Lægernes Pension, Pension Danmark, Industriens Pension, and P+ all currently have investments in the nuclear weapons industry, in firms including Honeywell, Airbus, and BAE Systems. However, some members are looking to change this, citing a different UN Treaty adopted in 2017 – the Treaty on the Prohibition of Nuclear Weapons. This treaty has not been ratified in Denmark due to the country’s position on NATO, but has been ratified in 60 other countries, and forbids the development, testing, production, storage, and transfer of nuclear weapons – as well as the use of nuclear weapons as a threat.
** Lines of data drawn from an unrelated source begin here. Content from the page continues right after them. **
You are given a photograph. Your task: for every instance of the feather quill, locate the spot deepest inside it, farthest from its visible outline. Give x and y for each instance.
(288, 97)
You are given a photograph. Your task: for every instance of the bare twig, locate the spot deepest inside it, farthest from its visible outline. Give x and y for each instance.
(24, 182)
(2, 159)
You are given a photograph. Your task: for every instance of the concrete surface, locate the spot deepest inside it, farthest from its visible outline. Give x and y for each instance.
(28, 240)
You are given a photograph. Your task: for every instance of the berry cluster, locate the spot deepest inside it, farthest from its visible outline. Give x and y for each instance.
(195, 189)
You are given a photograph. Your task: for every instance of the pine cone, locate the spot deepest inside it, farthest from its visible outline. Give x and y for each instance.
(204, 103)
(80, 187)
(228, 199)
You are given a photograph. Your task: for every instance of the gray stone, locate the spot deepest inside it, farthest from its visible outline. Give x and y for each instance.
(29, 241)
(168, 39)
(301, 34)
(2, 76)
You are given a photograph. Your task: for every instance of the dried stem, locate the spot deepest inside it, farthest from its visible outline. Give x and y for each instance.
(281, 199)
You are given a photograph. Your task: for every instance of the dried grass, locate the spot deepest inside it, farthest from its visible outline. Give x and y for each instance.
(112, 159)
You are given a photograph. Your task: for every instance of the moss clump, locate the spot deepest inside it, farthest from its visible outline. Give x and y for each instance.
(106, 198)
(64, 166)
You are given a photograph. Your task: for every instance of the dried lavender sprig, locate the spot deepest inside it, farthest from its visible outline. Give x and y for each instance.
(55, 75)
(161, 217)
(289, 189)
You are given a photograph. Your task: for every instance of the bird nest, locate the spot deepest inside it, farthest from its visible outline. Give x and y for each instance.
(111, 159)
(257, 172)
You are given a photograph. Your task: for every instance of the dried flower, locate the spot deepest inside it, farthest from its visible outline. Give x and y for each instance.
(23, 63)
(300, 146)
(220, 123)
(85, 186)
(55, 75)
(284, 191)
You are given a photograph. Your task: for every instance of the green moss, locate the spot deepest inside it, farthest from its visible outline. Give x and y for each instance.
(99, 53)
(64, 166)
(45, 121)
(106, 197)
Klaus Arnung, who is chair of the association Danske Læger mod Kernevåben (Danish Doctors Against Nuclear Weapons) hopes that this more recent treaty will lead pension firms in the country to exclude the industry, just as Lægernes Pension recently voted to do based on a member proposal at its AGM, meaning the DKK 300m (EUR 40m) it currently has invested in the sector will be pulled out.
”It will be exciting to see whether other pension funds will now have the same discussion about nuclear weapons. The 2017 UN treaty bans them – that is a new argument you can use,” the doctor who has led the work to get Lægernes Pension to include the UN treaty in its investment approach tells Information.